What libraries can I use for Image-to-Image?

The diffusers, transformers, and transformers.js libraries are compatible with Image-to-Image.

What models can I use for Image-to-Image?

The fal/AuraSR-v2, black-forest-labs/FLUX.1-Kontext-dev, yisol/IDM-VTON, kontext-community/relighting-kontext-dev-lora-v3, black-forest-labs/FLUX.1-Fill-dev, and black-forest-labs/FLUX.1-Depth-dev-lora models can be used for Image-to-Image.

What datasets can I use for Image-to-Image?

The VIDIT, huggan/CelebA-faces, and Spawning/PD12M datasets can be used for Image-to-Image.

What metrics can I use for Image-to-Image?
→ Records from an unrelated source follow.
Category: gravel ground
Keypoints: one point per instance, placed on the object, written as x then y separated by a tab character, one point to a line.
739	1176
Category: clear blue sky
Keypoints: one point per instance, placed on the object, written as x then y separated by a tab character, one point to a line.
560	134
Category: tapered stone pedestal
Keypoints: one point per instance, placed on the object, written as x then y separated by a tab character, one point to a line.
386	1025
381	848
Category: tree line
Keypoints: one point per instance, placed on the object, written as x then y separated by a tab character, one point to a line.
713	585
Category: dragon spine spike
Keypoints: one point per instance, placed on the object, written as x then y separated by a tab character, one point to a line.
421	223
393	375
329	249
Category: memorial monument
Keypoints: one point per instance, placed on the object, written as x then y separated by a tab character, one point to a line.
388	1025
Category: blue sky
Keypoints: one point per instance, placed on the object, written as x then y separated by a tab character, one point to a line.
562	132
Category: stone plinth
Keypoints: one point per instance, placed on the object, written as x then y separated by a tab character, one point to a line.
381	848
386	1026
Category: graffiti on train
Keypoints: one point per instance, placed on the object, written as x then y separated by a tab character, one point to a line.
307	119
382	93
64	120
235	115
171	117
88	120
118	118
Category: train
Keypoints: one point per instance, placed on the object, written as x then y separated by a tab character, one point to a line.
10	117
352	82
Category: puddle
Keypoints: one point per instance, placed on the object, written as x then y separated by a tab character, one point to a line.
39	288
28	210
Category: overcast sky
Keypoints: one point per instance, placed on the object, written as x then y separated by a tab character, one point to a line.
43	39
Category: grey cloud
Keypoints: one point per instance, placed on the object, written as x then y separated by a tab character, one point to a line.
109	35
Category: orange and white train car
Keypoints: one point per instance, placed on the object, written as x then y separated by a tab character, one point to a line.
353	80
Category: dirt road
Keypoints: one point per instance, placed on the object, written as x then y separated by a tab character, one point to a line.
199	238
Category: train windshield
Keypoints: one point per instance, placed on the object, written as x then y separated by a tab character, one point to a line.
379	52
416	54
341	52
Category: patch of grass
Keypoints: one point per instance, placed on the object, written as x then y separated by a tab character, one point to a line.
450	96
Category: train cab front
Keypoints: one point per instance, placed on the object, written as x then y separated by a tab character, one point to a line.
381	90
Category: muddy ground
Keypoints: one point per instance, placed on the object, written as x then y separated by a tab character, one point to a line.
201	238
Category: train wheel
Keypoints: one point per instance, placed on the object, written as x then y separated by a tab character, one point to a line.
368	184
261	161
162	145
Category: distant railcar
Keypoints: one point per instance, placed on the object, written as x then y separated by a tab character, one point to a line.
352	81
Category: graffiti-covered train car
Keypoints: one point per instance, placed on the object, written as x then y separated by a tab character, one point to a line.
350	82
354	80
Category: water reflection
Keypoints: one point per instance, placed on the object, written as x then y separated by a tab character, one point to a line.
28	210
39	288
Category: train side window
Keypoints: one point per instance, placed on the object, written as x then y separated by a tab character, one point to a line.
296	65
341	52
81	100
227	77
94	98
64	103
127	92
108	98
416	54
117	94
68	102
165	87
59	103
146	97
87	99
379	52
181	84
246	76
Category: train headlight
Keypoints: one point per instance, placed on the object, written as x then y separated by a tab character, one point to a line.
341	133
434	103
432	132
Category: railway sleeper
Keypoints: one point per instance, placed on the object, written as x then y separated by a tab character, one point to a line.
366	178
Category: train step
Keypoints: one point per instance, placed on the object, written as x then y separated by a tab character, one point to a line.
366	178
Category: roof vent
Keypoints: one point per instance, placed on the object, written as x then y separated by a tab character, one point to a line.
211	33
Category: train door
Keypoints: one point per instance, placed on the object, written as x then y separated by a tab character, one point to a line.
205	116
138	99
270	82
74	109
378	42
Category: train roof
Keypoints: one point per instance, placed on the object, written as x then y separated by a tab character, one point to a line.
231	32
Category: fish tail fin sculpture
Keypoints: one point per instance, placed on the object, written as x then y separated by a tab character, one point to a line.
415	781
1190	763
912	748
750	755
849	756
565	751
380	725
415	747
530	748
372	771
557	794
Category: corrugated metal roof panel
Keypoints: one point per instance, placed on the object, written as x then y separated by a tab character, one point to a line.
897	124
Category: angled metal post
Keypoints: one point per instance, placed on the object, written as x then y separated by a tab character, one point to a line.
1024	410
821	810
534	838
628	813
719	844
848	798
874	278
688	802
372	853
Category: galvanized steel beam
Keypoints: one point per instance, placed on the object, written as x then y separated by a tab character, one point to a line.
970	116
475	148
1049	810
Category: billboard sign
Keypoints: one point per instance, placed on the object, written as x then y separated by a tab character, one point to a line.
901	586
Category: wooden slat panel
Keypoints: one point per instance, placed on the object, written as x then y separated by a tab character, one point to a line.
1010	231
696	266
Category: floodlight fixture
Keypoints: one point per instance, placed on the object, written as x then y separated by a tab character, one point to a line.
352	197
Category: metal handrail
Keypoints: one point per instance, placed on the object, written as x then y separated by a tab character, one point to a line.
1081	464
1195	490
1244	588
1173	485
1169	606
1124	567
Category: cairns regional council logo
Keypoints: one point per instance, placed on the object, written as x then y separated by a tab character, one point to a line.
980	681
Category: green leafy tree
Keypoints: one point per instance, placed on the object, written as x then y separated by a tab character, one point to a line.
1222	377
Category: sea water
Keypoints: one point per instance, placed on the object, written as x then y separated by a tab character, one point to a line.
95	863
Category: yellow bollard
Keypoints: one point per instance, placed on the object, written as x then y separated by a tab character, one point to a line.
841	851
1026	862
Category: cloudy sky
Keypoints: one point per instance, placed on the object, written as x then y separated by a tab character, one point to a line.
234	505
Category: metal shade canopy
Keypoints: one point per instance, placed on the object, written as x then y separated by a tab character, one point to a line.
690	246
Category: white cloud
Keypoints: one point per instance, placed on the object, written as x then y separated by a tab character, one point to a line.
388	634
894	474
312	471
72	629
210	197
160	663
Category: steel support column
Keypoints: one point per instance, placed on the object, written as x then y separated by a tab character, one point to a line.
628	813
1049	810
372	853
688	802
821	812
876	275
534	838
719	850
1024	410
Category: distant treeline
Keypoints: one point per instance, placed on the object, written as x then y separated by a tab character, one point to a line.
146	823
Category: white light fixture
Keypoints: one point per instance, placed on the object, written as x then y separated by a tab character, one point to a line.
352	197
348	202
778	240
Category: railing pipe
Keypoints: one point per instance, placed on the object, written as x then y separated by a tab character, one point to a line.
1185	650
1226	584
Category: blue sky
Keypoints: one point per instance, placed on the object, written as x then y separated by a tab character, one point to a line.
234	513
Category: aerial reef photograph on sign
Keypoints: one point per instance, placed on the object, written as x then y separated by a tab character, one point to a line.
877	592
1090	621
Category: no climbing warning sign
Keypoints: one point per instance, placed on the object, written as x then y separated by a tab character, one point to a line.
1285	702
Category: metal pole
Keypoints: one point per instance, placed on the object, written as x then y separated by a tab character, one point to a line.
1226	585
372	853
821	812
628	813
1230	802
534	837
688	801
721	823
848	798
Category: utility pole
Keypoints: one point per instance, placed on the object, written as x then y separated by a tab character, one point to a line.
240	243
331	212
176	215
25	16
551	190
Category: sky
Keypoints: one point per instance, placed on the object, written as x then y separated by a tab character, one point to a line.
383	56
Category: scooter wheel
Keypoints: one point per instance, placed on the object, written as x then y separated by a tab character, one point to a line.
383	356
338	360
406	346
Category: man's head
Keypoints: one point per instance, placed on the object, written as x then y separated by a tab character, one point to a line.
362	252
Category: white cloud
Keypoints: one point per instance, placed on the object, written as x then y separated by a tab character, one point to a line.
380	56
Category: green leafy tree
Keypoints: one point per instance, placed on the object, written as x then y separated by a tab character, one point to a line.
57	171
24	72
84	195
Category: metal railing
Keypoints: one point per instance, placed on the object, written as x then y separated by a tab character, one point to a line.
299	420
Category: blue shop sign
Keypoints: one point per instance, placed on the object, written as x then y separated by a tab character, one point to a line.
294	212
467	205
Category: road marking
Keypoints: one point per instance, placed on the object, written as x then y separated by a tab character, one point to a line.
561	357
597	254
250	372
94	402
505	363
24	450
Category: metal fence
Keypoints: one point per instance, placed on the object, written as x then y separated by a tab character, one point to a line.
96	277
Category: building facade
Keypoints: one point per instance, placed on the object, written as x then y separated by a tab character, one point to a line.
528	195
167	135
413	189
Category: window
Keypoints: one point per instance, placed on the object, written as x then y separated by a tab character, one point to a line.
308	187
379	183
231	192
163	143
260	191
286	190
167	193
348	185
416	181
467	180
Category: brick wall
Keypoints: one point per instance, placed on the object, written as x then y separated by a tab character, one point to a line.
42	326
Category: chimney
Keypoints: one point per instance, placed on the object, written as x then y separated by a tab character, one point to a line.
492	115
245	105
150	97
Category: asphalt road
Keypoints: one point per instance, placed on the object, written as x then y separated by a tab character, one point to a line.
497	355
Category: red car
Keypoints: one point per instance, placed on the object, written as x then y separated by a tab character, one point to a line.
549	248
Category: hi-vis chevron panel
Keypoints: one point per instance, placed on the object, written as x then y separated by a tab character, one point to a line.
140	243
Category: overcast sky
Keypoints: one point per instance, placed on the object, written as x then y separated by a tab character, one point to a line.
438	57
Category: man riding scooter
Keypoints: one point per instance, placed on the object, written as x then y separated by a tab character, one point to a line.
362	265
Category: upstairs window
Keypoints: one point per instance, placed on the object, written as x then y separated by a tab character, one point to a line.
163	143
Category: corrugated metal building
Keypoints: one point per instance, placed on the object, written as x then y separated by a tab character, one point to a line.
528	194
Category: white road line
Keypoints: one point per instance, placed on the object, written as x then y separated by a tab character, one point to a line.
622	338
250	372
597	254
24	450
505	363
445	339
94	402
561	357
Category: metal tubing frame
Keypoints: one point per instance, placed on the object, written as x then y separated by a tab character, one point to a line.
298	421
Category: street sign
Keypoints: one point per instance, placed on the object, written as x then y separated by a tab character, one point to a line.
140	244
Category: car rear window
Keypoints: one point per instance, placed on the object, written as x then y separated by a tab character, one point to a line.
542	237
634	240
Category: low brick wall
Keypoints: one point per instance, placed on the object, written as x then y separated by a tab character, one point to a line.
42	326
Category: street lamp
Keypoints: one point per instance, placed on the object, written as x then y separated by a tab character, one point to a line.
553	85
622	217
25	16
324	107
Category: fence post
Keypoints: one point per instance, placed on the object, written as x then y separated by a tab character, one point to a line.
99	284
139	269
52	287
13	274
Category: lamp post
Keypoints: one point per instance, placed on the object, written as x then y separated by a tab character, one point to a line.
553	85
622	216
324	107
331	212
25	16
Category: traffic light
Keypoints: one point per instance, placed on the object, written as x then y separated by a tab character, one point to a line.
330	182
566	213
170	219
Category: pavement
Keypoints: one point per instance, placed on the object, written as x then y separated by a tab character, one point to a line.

The PSNR, SSIM, and IS metrics can be used for Image-to-Image.

Tasks

Image-to-Image

Image-to-image is the task of transforming an input image through a variety of possible manipulations and enhancements, such as super-resolution, image inpainting, colorization, and more.

Inputs

Image-to-Image Model

Output

About Image-to-Image

Image-to-image pipelines can also be used in text-to-image tasks, to provide visual guidance to the text-guided generation process.

Use Cases

Image inpainting

Image inpainting is widely used during photography editing to remove unwanted objects, such as poles, wires, or sensor dust.

Image colorization

Old or black and white images can be brought up to life using an image colorization model.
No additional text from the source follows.